The mainframe -- an IBM 2066-002, part of the zSeries line -- was unable to keep up with the demands of crunching data on 500 million unique vehicles every year. Some of the data processing jobs on the mainframe would often take several days to complete. Parts of the infrastructure at Polk were close to 20 years old when executives first started looking elsewhere for solutions in 2004.
With about 4.5 petabytes of stored information on hand, the mainframe took on the persona of a lumbering behemoth. This was especially the case when the IT staff had to accommodate new business requirements such as a car dealership adding a new type of vehicle to its inventory. Each update required a major rework of the program, said Mick Isiminger, director of IT operations at RLP Technologies, a wholly-owned research and development subsidiary of Polk.

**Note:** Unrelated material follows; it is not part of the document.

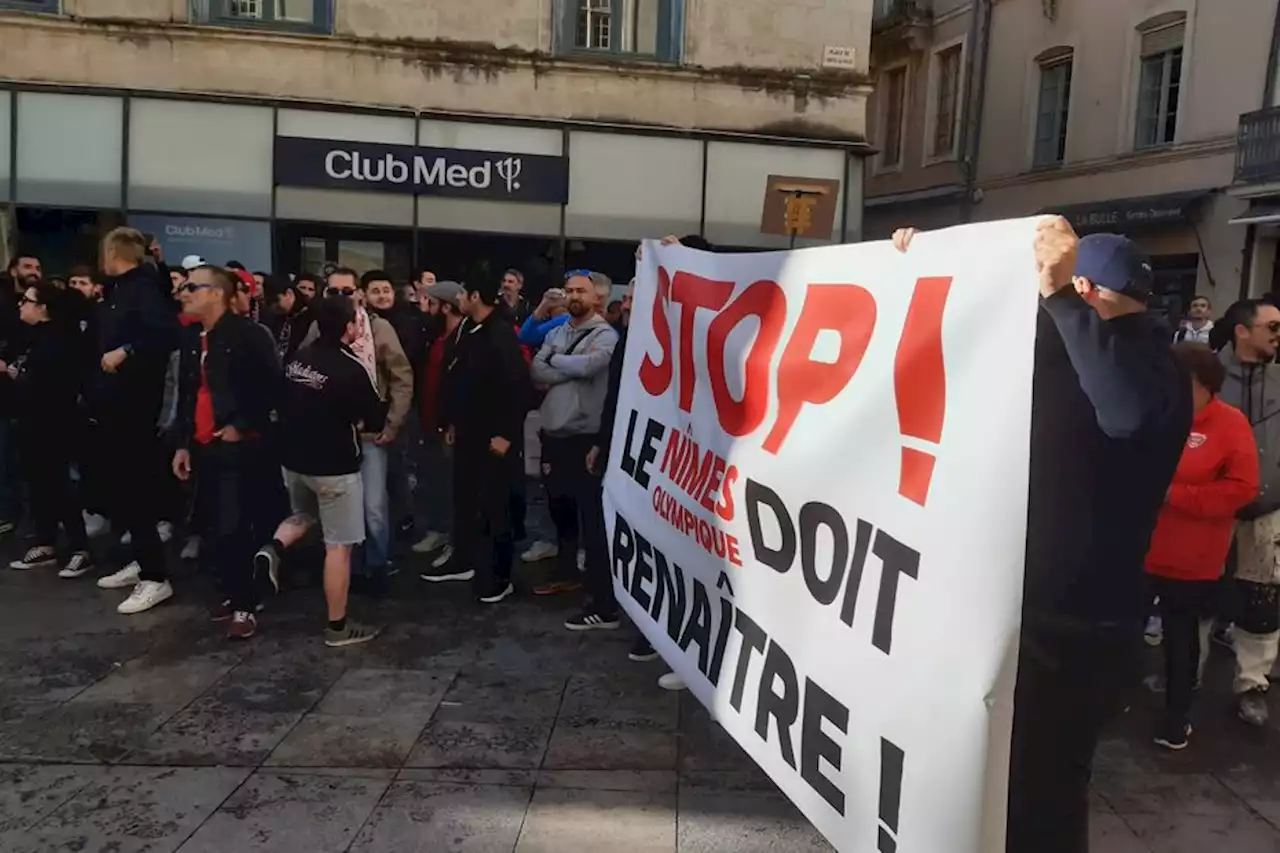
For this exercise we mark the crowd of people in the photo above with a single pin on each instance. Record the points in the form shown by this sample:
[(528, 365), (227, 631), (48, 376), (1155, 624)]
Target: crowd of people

And the amount of information on hand was growing. As one of the largest providers of automotive consumer information, Polk tasked RLP Technologies (RLPT) with finding, configuring and deploying a higher performance and more flexible alternative.
Grid computing versus mainframe
Leading the effort, Isiminger said the decision was made early on to switch out the mainframe and go with a grid computing environment. Why a grid? Because it offered a "loosely coupled environment" that could adapt to change more easily than a mainframe, he said.
Grid computing performs higher throughput computing by distributing processes across a group of servers. Grids use the resources of this network to solve large-scale computations.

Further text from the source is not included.